Non, d’autant qu’il est toujours dans des allures raisonnables. J’ai eu Charles deux fois au téléphone, et il m’a dit qu’il était dans de la gestion, qu’il ne poussait pas du tout son bateau et il n’a pas de raison de le faire. C’était forcément beaucoup plus intense quand Tom (Laperche) était à côté de lui : il était davantage en mode « Route du Rhum » plutôt qu’en mode tour du monde. Peut-être qu’au début le rythme était trop élevé pour un tour du monde. Mais il a su s’adapter, trouver le bon tempo, adopter l’allure d’un marathonien pour tenir.

« Tu peux avoir des enchaînements parfaits ou catastrophiques »

En revanche, tous les autres concurrents ont dû s’arrêter. Qu’est-ce que cela t’inspire ?
C’est évidemment un scénario qu’on n’espérait pas. Hormis Tom (Laperche) et Éric (Péron), tous auraient peut-être pu continuer « bon an, mal an » même si c’est compliqué. Les IMOCA (les bateaux du Vendée Globe) peuvent perdre 30% de leurs capacités, mais tu peux continuer à performer. Là, avec des Ultim, la perte est énorme quand tu passes de 100% du potentiel du bateau à 70%. Et les écarts sont vite très conséquents.

À la différence de Charles jusqu’à cette fin de semaine, les autres n’ont pas été épargnés par les conditions météorologiques…
Comme lors des tentatives de record, il y a aussi une grosse part de chance, notamment lors de l’entrée dans les 40es rugissants. À une journée-près, tu peux avoir des enchaînements parfaits et des enchaînements catastrophiques.
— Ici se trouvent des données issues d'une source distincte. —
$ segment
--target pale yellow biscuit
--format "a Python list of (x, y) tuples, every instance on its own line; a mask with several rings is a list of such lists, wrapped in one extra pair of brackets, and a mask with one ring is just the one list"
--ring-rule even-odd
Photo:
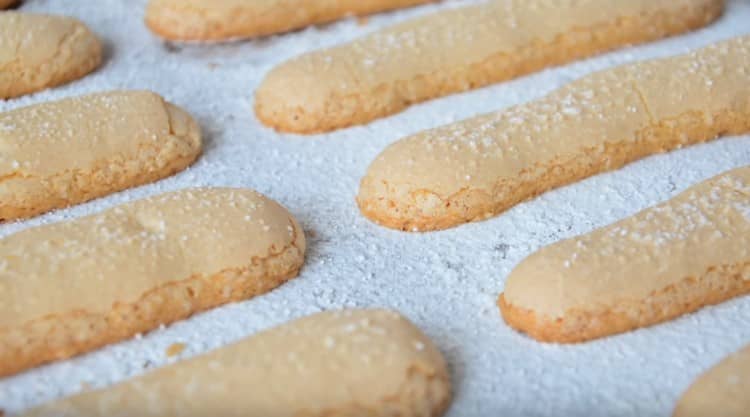
[(265, 124), (315, 133), (613, 48), (702, 27), (723, 0), (495, 0), (308, 53), (258, 88)]
[(400, 315), (344, 310), (305, 317), (27, 417), (442, 415), (445, 361)]
[(750, 347), (698, 378), (677, 403), (673, 416), (750, 416)]
[(0, 99), (76, 80), (101, 61), (101, 43), (76, 19), (0, 13)]
[(200, 127), (145, 91), (114, 91), (0, 113), (0, 220), (34, 216), (185, 169)]
[(750, 292), (750, 167), (521, 262), (505, 321), (545, 342), (582, 342)]
[(162, 194), (0, 240), (0, 375), (68, 358), (297, 275), (305, 238), (249, 190)]
[(435, 230), (644, 156), (750, 131), (750, 37), (608, 69), (539, 100), (418, 133), (370, 165), (357, 201)]
[(434, 0), (151, 0), (146, 24), (172, 40), (251, 38)]

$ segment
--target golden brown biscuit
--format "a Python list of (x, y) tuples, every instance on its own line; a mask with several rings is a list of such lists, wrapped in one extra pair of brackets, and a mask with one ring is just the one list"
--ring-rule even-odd
[(151, 0), (146, 24), (181, 41), (251, 38), (434, 0)]
[(448, 406), (445, 361), (400, 315), (319, 313), (27, 417), (433, 417)]
[(146, 91), (114, 91), (0, 113), (0, 220), (30, 217), (185, 169), (200, 127)]
[(591, 233), (511, 272), (498, 303), (513, 328), (574, 343), (650, 326), (750, 292), (750, 167)]
[(366, 123), (411, 104), (509, 80), (714, 21), (723, 0), (495, 0), (308, 53), (273, 69), (255, 112), (297, 133)]
[(101, 43), (76, 19), (0, 13), (0, 99), (76, 80), (101, 61)]
[(0, 375), (117, 342), (294, 277), (305, 238), (276, 202), (198, 188), (0, 240)]
[(375, 159), (357, 202), (387, 227), (443, 229), (647, 155), (748, 132), (748, 68), (745, 36), (418, 133)]
[(703, 374), (677, 403), (673, 417), (750, 415), (750, 347)]

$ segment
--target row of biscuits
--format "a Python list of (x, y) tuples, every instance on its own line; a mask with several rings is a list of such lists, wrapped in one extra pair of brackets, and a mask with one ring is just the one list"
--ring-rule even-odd
[[(734, 55), (732, 55), (732, 56), (734, 56)], [(740, 69), (742, 69), (742, 68), (743, 68), (743, 66), (741, 65), (741, 66), (740, 66), (739, 68), (740, 68)], [(710, 79), (709, 81), (711, 81), (711, 82), (713, 83), (713, 81), (714, 81), (714, 80), (713, 80), (713, 79)], [(741, 98), (741, 97), (742, 97), (742, 96), (740, 96), (740, 100), (739, 100), (739, 101), (737, 102), (737, 103), (739, 103), (739, 105), (740, 105), (740, 106), (741, 106), (741, 105), (743, 104), (743, 101), (742, 101), (742, 98)], [(732, 98), (736, 98), (736, 97), (732, 97)], [(722, 109), (723, 109), (723, 108), (722, 108)], [(743, 118), (739, 118), (739, 120), (744, 120), (744, 119), (743, 119)], [(722, 125), (720, 125), (720, 126), (722, 126)], [(709, 130), (709, 132), (710, 132), (710, 130)], [(624, 163), (624, 162), (623, 162), (623, 163)], [(588, 174), (588, 175), (591, 175), (591, 174)], [(531, 280), (529, 280), (529, 281), (531, 281)], [(649, 323), (646, 323), (646, 324), (649, 324)]]
[[(7, 13), (0, 28), (0, 46), (16, 55), (3, 72), (5, 97), (70, 81), (101, 61), (99, 41), (73, 19)], [(202, 148), (190, 115), (146, 91), (20, 108), (0, 114), (0, 125), (3, 220), (169, 176)], [(286, 209), (243, 189), (186, 189), (16, 233), (0, 240), (0, 375), (270, 291), (298, 274), (304, 252)], [(253, 395), (240, 395), (248, 386)], [(230, 401), (238, 395), (243, 401)], [(450, 397), (442, 355), (418, 329), (396, 313), (354, 310), (25, 415), (433, 416)]]

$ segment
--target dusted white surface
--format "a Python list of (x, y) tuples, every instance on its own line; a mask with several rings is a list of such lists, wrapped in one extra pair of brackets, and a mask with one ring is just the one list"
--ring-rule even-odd
[[(625, 0), (623, 0), (625, 1)], [(750, 0), (728, 0), (707, 29), (606, 54), (493, 87), (414, 106), (367, 126), (326, 135), (279, 135), (252, 112), (252, 92), (275, 64), (397, 20), (452, 4), (355, 19), (224, 45), (173, 45), (143, 25), (145, 0), (27, 0), (21, 10), (77, 16), (107, 45), (104, 67), (81, 81), (8, 102), (0, 110), (89, 92), (151, 89), (192, 113), (205, 154), (156, 184), (0, 226), (25, 227), (187, 186), (254, 188), (285, 205), (309, 242), (302, 274), (250, 301), (217, 308), (137, 340), (0, 379), (0, 409), (18, 412), (87, 387), (102, 387), (251, 335), (292, 318), (339, 307), (403, 312), (446, 354), (455, 386), (448, 415), (669, 416), (693, 378), (750, 343), (750, 297), (673, 322), (583, 345), (537, 343), (509, 329), (495, 307), (525, 256), (663, 201), (732, 167), (750, 164), (750, 135), (657, 155), (542, 195), (489, 221), (407, 234), (365, 220), (354, 203), (370, 161), (419, 130), (539, 97), (589, 72), (683, 53), (750, 34)], [(187, 349), (167, 358), (172, 343)]]

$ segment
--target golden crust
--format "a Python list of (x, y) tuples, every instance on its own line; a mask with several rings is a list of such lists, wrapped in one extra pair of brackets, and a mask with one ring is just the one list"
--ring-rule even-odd
[[(113, 92), (110, 94), (112, 96), (124, 96), (129, 93)], [(50, 210), (80, 204), (127, 188), (157, 181), (190, 166), (198, 158), (202, 148), (198, 124), (185, 111), (163, 101), (161, 98), (156, 99), (155, 95), (150, 93), (146, 93), (146, 95), (143, 93), (134, 94), (151, 97), (151, 101), (157, 102), (159, 107), (164, 108), (167, 114), (165, 123), (168, 124), (165, 134), (170, 136), (170, 141), (167, 141), (165, 137), (158, 138), (160, 141), (141, 141), (127, 157), (118, 153), (117, 150), (110, 150), (107, 153), (97, 155), (98, 158), (93, 166), (70, 165), (66, 166), (65, 170), (55, 172), (53, 175), (23, 171), (13, 171), (4, 175), (0, 177), (0, 186), (4, 187), (1, 189), (3, 198), (0, 201), (0, 221), (33, 217)], [(92, 106), (101, 107), (105, 105), (106, 97), (107, 95), (103, 94), (82, 97), (80, 100), (90, 100)], [(66, 103), (69, 102), (70, 100), (63, 100), (45, 106), (57, 105), (61, 109), (65, 109)], [(33, 124), (25, 120), (25, 116), (29, 112), (33, 112), (33, 109), (33, 106), (28, 108), (28, 111), (20, 109), (20, 111), (13, 113), (16, 116), (10, 116), (9, 120), (13, 121), (17, 118), (19, 124), (32, 128)], [(73, 110), (68, 111), (73, 112)], [(112, 111), (128, 111), (128, 109)], [(77, 114), (73, 112), (71, 116), (77, 116)], [(126, 136), (128, 134), (128, 132), (123, 133)], [(100, 133), (91, 133), (93, 136), (98, 134)], [(39, 135), (42, 135), (42, 133), (39, 133)], [(63, 135), (64, 132), (61, 132), (60, 136)], [(87, 139), (82, 137), (71, 138), (71, 140), (80, 140), (81, 142)], [(7, 140), (17, 141), (18, 139), (8, 135)], [(134, 142), (123, 141), (119, 143), (118, 146), (122, 148), (119, 151), (122, 152), (133, 147)], [(68, 144), (64, 144), (64, 146), (70, 149)], [(65, 148), (50, 144), (45, 152), (49, 152), (47, 157), (53, 157), (55, 152), (62, 149)], [(15, 155), (10, 152), (8, 157), (16, 157), (23, 161), (26, 154)]]
[(724, 2), (714, 1), (704, 8), (684, 10), (675, 15), (662, 12), (618, 19), (614, 24), (577, 28), (558, 35), (551, 42), (535, 42), (513, 53), (497, 53), (482, 62), (450, 71), (435, 69), (432, 73), (416, 74), (410, 79), (380, 84), (356, 94), (331, 92), (316, 106), (290, 105), (278, 92), (272, 91), (274, 86), (264, 87), (269, 76), (256, 93), (255, 113), (258, 120), (269, 127), (301, 134), (364, 124), (433, 98), (507, 81), (626, 45), (695, 30), (716, 20), (723, 10)]
[(572, 309), (562, 317), (548, 317), (514, 306), (500, 294), (497, 304), (505, 322), (540, 342), (580, 343), (672, 320), (703, 307), (750, 292), (743, 276), (750, 264), (721, 265), (703, 275), (653, 292), (647, 299), (623, 300), (616, 305)]
[[(5, 7), (14, 3), (11, 1)], [(36, 43), (31, 51), (26, 46), (15, 51), (15, 59), (3, 66), (0, 99), (15, 98), (69, 83), (93, 72), (102, 63), (101, 42), (78, 20), (16, 12), (7, 12), (7, 15), (0, 16), (0, 20), (6, 20), (6, 25), (13, 23), (12, 27), (9, 26), (10, 33), (3, 33), (0, 29), (0, 36), (9, 37), (10, 45), (27, 42), (24, 36), (31, 36)], [(48, 28), (49, 32), (40, 28)], [(50, 49), (54, 49), (54, 52), (42, 62), (37, 62), (39, 57), (35, 54)]]
[(106, 313), (74, 310), (0, 328), (0, 376), (94, 350), (210, 308), (264, 294), (298, 275), (304, 236), (242, 268), (192, 276), (153, 288), (136, 301), (115, 302)]
[[(643, 129), (636, 140), (609, 143), (603, 148), (586, 149), (576, 157), (551, 161), (537, 166), (539, 175), (521, 172), (516, 178), (502, 179), (494, 187), (492, 196), (484, 190), (463, 189), (446, 199), (429, 190), (410, 192), (410, 201), (378, 196), (357, 198), (362, 214), (386, 227), (403, 231), (432, 231), (450, 228), (461, 223), (482, 221), (548, 190), (558, 188), (591, 175), (615, 170), (645, 156), (668, 152), (683, 146), (713, 140), (722, 135), (750, 131), (748, 113), (720, 113), (710, 118), (699, 113), (683, 114)], [(541, 164), (538, 164), (541, 165)], [(384, 184), (388, 188), (388, 184)], [(396, 195), (396, 193), (390, 193)], [(432, 205), (430, 215), (425, 215), (420, 201), (439, 201)]]
[[(252, 2), (247, 2), (246, 7), (237, 7), (218, 15), (209, 13), (212, 8), (221, 8), (215, 3), (212, 4), (215, 1), (192, 1), (191, 7), (190, 4), (175, 4), (170, 0), (151, 0), (146, 9), (146, 26), (165, 39), (221, 41), (289, 32), (306, 26), (333, 22), (349, 15), (362, 16), (434, 0), (339, 1), (335, 7), (327, 8), (322, 5), (316, 6), (315, 1), (302, 1), (292, 5), (279, 4), (270, 10), (255, 10)], [(299, 9), (309, 10), (307, 13), (300, 13)]]

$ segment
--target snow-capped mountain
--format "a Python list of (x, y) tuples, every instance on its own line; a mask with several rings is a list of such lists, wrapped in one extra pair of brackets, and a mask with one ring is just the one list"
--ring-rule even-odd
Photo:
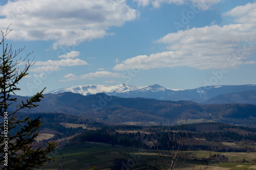
[[(143, 87), (141, 87), (142, 88)], [(139, 87), (125, 83), (116, 86), (106, 86), (102, 85), (89, 85), (74, 86), (67, 88), (60, 88), (47, 93), (58, 94), (65, 92), (71, 92), (79, 93), (83, 95), (95, 94), (99, 93), (127, 93), (138, 90)]]
[(255, 85), (222, 85), (201, 87), (193, 89), (172, 89), (154, 84), (136, 87), (127, 83), (116, 86), (90, 85), (75, 86), (48, 92), (58, 94), (65, 92), (83, 95), (104, 93), (121, 98), (144, 98), (170, 101), (190, 101), (197, 103), (206, 102), (217, 95), (247, 90), (256, 90)]

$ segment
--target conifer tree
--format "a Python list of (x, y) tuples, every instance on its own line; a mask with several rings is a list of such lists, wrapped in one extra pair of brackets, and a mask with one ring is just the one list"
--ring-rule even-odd
[(3, 54), (0, 56), (0, 168), (32, 169), (53, 160), (47, 155), (56, 148), (57, 143), (50, 142), (45, 148), (35, 148), (33, 144), (41, 124), (40, 117), (34, 119), (28, 117), (19, 119), (17, 116), (21, 109), (30, 109), (38, 106), (36, 103), (43, 98), (44, 89), (17, 105), (13, 109), (14, 110), (8, 110), (9, 106), (16, 102), (15, 91), (20, 90), (17, 85), (28, 74), (28, 69), (34, 64), (28, 60), (24, 68), (20, 70), (18, 68), (19, 64), (25, 62), (32, 53), (24, 58), (19, 58), (18, 55), (24, 48), (13, 51), (11, 45), (5, 43), (7, 36), (11, 31), (9, 28), (5, 32), (1, 31), (2, 38), (0, 40), (0, 46), (3, 47)]

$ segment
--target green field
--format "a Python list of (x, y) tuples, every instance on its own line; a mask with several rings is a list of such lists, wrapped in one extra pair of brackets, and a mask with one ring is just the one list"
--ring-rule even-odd
[[(152, 150), (140, 150), (129, 147), (112, 146), (100, 143), (90, 142), (65, 147), (58, 149), (52, 155), (55, 161), (49, 163), (42, 169), (90, 169), (96, 166), (95, 169), (111, 169), (115, 165), (116, 158), (130, 160), (123, 162), (124, 169), (150, 169), (146, 167), (148, 162), (153, 163), (155, 152)], [(209, 151), (191, 151), (188, 156), (197, 155), (199, 157), (209, 156), (209, 154), (221, 154), (228, 156), (229, 162), (210, 161), (210, 169), (248, 169), (254, 167), (252, 161), (256, 160), (256, 153), (211, 152)], [(133, 163), (130, 155), (135, 156), (137, 164)], [(166, 156), (166, 158), (167, 157)], [(242, 162), (245, 159), (248, 162)], [(187, 159), (179, 169), (192, 169), (191, 160)], [(199, 163), (199, 162), (196, 162)], [(253, 167), (254, 166), (254, 167)]]

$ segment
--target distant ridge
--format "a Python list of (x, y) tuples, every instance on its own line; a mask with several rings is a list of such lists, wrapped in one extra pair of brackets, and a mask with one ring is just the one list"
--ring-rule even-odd
[[(148, 86), (137, 87), (127, 83), (115, 86), (103, 85), (88, 85), (74, 86), (66, 88), (60, 88), (48, 92), (47, 93), (59, 94), (65, 92), (79, 93), (83, 95), (104, 93), (109, 95), (121, 98), (144, 98), (161, 100), (190, 101), (197, 103), (203, 103), (219, 95), (229, 93), (241, 92), (244, 91), (256, 90), (256, 85), (248, 84), (243, 85), (218, 85), (182, 90), (172, 89), (163, 87), (158, 84)], [(227, 98), (232, 98), (229, 95)], [(254, 99), (251, 96), (252, 99)], [(243, 100), (244, 101), (245, 100)], [(205, 103), (222, 103), (218, 102), (218, 99), (214, 102), (209, 101)], [(231, 103), (244, 103), (237, 100), (232, 101), (226, 99), (225, 103), (230, 101)], [(213, 102), (213, 103), (211, 103)], [(251, 104), (246, 101), (246, 103)]]

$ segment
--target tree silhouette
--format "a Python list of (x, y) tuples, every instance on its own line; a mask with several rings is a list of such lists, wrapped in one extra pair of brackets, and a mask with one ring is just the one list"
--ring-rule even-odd
[(0, 148), (0, 167), (3, 169), (32, 169), (53, 159), (47, 157), (47, 155), (56, 148), (57, 143), (50, 142), (44, 149), (41, 147), (35, 148), (33, 144), (41, 124), (40, 117), (33, 120), (28, 117), (22, 120), (17, 117), (20, 110), (30, 109), (38, 106), (35, 103), (43, 98), (44, 89), (17, 105), (14, 111), (8, 112), (8, 107), (16, 102), (15, 91), (20, 90), (17, 85), (28, 74), (28, 70), (34, 64), (28, 59), (25, 68), (20, 70), (18, 68), (19, 64), (32, 53), (23, 59), (18, 58), (18, 55), (24, 48), (13, 51), (11, 45), (5, 43), (7, 36), (11, 31), (9, 27), (6, 32), (1, 31), (2, 38), (0, 40), (3, 47), (3, 54), (0, 56), (0, 117), (2, 118), (0, 119), (0, 141), (1, 144), (4, 143)]

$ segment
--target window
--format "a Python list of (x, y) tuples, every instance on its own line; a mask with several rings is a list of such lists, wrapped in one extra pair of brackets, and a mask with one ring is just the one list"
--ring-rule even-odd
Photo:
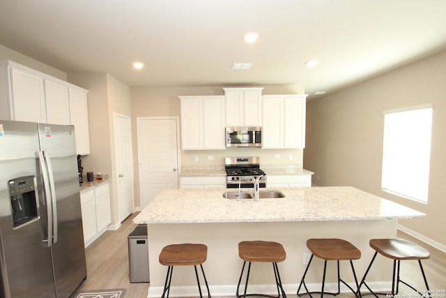
[(381, 188), (427, 202), (431, 105), (384, 112)]

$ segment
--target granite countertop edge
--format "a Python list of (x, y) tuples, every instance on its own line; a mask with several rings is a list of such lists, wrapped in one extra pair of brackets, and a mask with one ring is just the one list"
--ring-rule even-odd
[(101, 181), (98, 181), (98, 180), (94, 180), (93, 181), (89, 182), (89, 181), (85, 181), (84, 183), (82, 183), (82, 184), (80, 184), (79, 186), (79, 189), (80, 189), (80, 192), (82, 193), (84, 191), (89, 191), (90, 189), (93, 189), (95, 187), (105, 183), (105, 182), (109, 182), (109, 180), (108, 179), (102, 179)]
[[(167, 190), (136, 224), (355, 221), (423, 218), (426, 214), (350, 186), (277, 188), (283, 198), (226, 199), (232, 188)], [(261, 191), (268, 191), (268, 188)]]

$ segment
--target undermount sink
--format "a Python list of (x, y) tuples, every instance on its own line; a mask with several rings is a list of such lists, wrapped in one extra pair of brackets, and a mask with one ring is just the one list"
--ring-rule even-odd
[[(238, 191), (226, 191), (223, 193), (223, 198), (226, 199), (238, 199)], [(240, 198), (241, 199), (253, 199), (254, 193), (242, 191), (240, 193)], [(285, 195), (279, 191), (260, 191), (259, 192), (259, 198), (261, 199), (275, 199), (285, 198)]]
[(279, 191), (260, 191), (259, 198), (261, 199), (275, 199), (277, 198), (285, 198), (285, 195)]

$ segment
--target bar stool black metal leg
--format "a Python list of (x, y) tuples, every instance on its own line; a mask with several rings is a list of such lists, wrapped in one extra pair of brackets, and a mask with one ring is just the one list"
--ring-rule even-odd
[(248, 264), (248, 271), (246, 274), (246, 284), (245, 285), (245, 292), (243, 292), (243, 297), (246, 297), (246, 290), (248, 289), (248, 279), (249, 279), (249, 272), (251, 271), (251, 262)]
[[(370, 261), (370, 264), (369, 264), (369, 267), (367, 267), (367, 269), (365, 271), (365, 274), (364, 274), (364, 276), (362, 277), (362, 279), (361, 280), (361, 282), (360, 283), (360, 285), (357, 287), (357, 292), (358, 292), (358, 294), (360, 295), (361, 287), (362, 286), (362, 285), (364, 285), (366, 286), (367, 290), (369, 290), (369, 291), (370, 292), (370, 294), (373, 295), (376, 298), (379, 298), (377, 296), (376, 293), (375, 293), (374, 291), (372, 291), (371, 289), (370, 288), (370, 287), (369, 287), (369, 285), (365, 282), (365, 278), (367, 276), (367, 274), (369, 274), (369, 271), (370, 271), (370, 268), (371, 268), (371, 265), (374, 263), (374, 262), (375, 260), (375, 258), (376, 258), (376, 255), (378, 255), (378, 252), (375, 252), (375, 253), (374, 254), (374, 256), (371, 258), (371, 260)], [(378, 294), (380, 294), (380, 293), (378, 293)]]
[(280, 297), (280, 292), (282, 292), (282, 296), (283, 298), (286, 298), (286, 295), (282, 285), (282, 280), (280, 279), (280, 274), (279, 274), (279, 267), (277, 263), (272, 263), (272, 268), (274, 269), (274, 275), (276, 278), (276, 286), (277, 287), (277, 298)]
[(361, 295), (361, 292), (360, 291), (360, 285), (357, 283), (357, 278), (356, 278), (356, 272), (355, 272), (355, 267), (353, 267), (353, 261), (352, 261), (351, 260), (350, 260), (350, 265), (351, 266), (351, 271), (353, 272), (353, 277), (355, 278), (355, 283), (356, 284), (356, 289), (357, 292), (355, 292), (355, 290), (353, 290), (353, 289), (352, 289), (351, 288), (350, 288), (350, 290), (351, 290), (351, 291), (355, 294), (355, 296), (356, 296), (357, 297), (359, 298), (362, 298), (362, 295)]
[[(310, 298), (313, 298), (313, 296), (312, 296), (312, 294), (309, 292), (309, 291), (307, 288), (307, 285), (305, 285), (305, 276), (307, 275), (307, 272), (308, 271), (308, 269), (309, 268), (309, 265), (310, 265), (310, 264), (312, 264), (312, 260), (313, 260), (313, 257), (314, 256), (314, 255), (312, 254), (312, 256), (309, 258), (309, 261), (308, 261), (308, 265), (307, 265), (307, 268), (305, 268), (305, 271), (304, 272), (304, 275), (302, 276), (302, 279), (300, 280), (300, 284), (299, 285), (299, 288), (298, 288), (298, 292), (296, 292), (296, 294), (299, 297), (308, 294), (308, 295), (310, 297)], [(302, 285), (303, 285), (305, 290), (307, 291), (307, 292), (299, 294), (299, 291), (300, 290), (300, 288), (302, 287)]]
[(431, 297), (431, 290), (429, 290), (429, 285), (427, 284), (427, 279), (426, 278), (426, 275), (424, 274), (424, 270), (423, 270), (423, 266), (421, 265), (421, 260), (418, 260), (418, 264), (420, 265), (420, 269), (421, 270), (421, 274), (423, 275), (423, 279), (424, 280), (424, 284), (426, 285), (426, 289), (427, 290), (427, 293), (429, 294), (429, 297)]
[(325, 285), (325, 272), (327, 271), (327, 260), (323, 261), (323, 276), (322, 276), (322, 290), (321, 291), (321, 298), (323, 297), (323, 288)]
[(172, 280), (172, 272), (174, 271), (174, 267), (169, 266), (167, 267), (167, 274), (166, 274), (166, 281), (164, 283), (164, 289), (162, 291), (162, 295), (161, 298), (164, 298), (166, 292), (167, 292), (167, 298), (169, 298), (169, 292), (170, 292), (170, 283)]
[(203, 274), (203, 278), (204, 278), (204, 283), (206, 285), (206, 290), (208, 290), (208, 297), (210, 298), (210, 292), (209, 291), (209, 285), (208, 285), (208, 281), (206, 280), (206, 276), (204, 274), (204, 270), (203, 269), (203, 265), (200, 264), (201, 267), (201, 273)]
[(243, 266), (242, 267), (242, 272), (240, 274), (240, 278), (238, 278), (238, 284), (237, 285), (237, 292), (236, 292), (236, 295), (237, 297), (240, 297), (240, 295), (238, 295), (238, 289), (240, 288), (240, 284), (242, 282), (242, 276), (243, 276), (243, 271), (245, 271), (245, 265), (246, 265), (246, 261), (243, 262)]
[(195, 277), (197, 277), (197, 285), (198, 285), (198, 291), (200, 293), (200, 297), (203, 298), (201, 295), (201, 287), (200, 286), (200, 280), (198, 278), (198, 271), (197, 271), (197, 265), (194, 265), (194, 269), (195, 269)]

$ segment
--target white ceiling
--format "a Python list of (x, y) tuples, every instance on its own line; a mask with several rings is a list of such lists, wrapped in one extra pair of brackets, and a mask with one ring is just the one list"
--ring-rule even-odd
[[(249, 31), (254, 44), (242, 38)], [(0, 0), (0, 44), (130, 87), (303, 84), (312, 94), (446, 49), (446, 1)]]

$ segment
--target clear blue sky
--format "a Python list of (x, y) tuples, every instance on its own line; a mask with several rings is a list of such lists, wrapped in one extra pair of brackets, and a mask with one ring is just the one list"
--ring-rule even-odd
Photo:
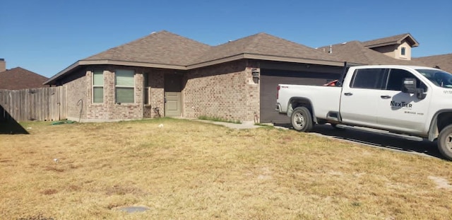
[(452, 53), (452, 0), (2, 0), (0, 58), (50, 77), (163, 30), (210, 45), (266, 33), (311, 47), (410, 33), (418, 57)]

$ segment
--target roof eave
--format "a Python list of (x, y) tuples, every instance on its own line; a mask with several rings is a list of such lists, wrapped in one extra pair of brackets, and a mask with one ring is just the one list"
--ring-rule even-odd
[(258, 54), (251, 53), (243, 53), (227, 57), (220, 58), (215, 60), (204, 62), (198, 64), (189, 65), (187, 66), (187, 69), (194, 69), (196, 68), (201, 68), (208, 66), (212, 66), (215, 64), (219, 64), (231, 61), (239, 60), (242, 59), (261, 59), (267, 61), (276, 61), (276, 62), (295, 62), (302, 64), (311, 64), (327, 66), (342, 66), (344, 65), (343, 62), (332, 61), (326, 59), (316, 59), (310, 58), (302, 58), (302, 57), (281, 57), (267, 54)]
[(54, 83), (58, 79), (69, 73), (74, 69), (86, 65), (119, 65), (119, 66), (131, 66), (139, 67), (153, 67), (153, 68), (161, 68), (161, 69), (171, 69), (177, 70), (186, 70), (186, 66), (175, 64), (155, 64), (155, 63), (146, 63), (139, 62), (130, 62), (130, 61), (119, 61), (119, 60), (109, 60), (109, 59), (98, 59), (98, 60), (79, 60), (72, 65), (66, 67), (64, 70), (61, 71), (55, 76), (50, 78), (45, 81), (43, 84), (51, 85), (51, 83)]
Pourtant, ça ne s’est joué à pas grand-chose pour que Thomas (Coville) prenne le même front que Charles et Tom et pour qu’Armel puisse les suivre sans ses avaries dans l’Atlantique. Quand tu n’es pas dans le bon système, tu peux y rester et ça peut durer tout le tour de l’Antarctique.

« Le cap Horn, c’est ton Everest »

Il s’agit de la première édition de l’ARKEA ULTIM CHALLENGE-Brest, la première course autour du monde en Ultim et en solitaire. Quel bilan tires-tu à mi-parcours ?
J’ai été agréablement surpris de ce qu’il s’est passé jusqu’à l’Équateur. Quand on connaît la magie de ces bateaux-là, c’était génial à suivre, très haletant. En tant que spectateur, on est un peu déçu de ce qu’il s’est passé ensuite avec les multiples avaries. On aurait tous aimé qu’il y ait moins de 500 milles entre les trois/quatre premiers au cap Horn !

Tu as déjà franchi le cap Horn. Qu’est-ce qu’on ressent quand c’est le cas ?
C’est une sacrée libération. Le cap Horn quand tu fais un tour du monde, c’est ton Everest. On peut le comparer à un sommet difficile à atteindre, c’est le bout du tunnel. Tu as eu des conditions dures depuis une quinzaine de jours et enfin tu te retrouves dans des conditions et un environnement qui s’améliore. L’état d’esprit change : tu gagnes en confort, tu remontes vers les tropiques, tu as l’esprit un peu plus tranquille ".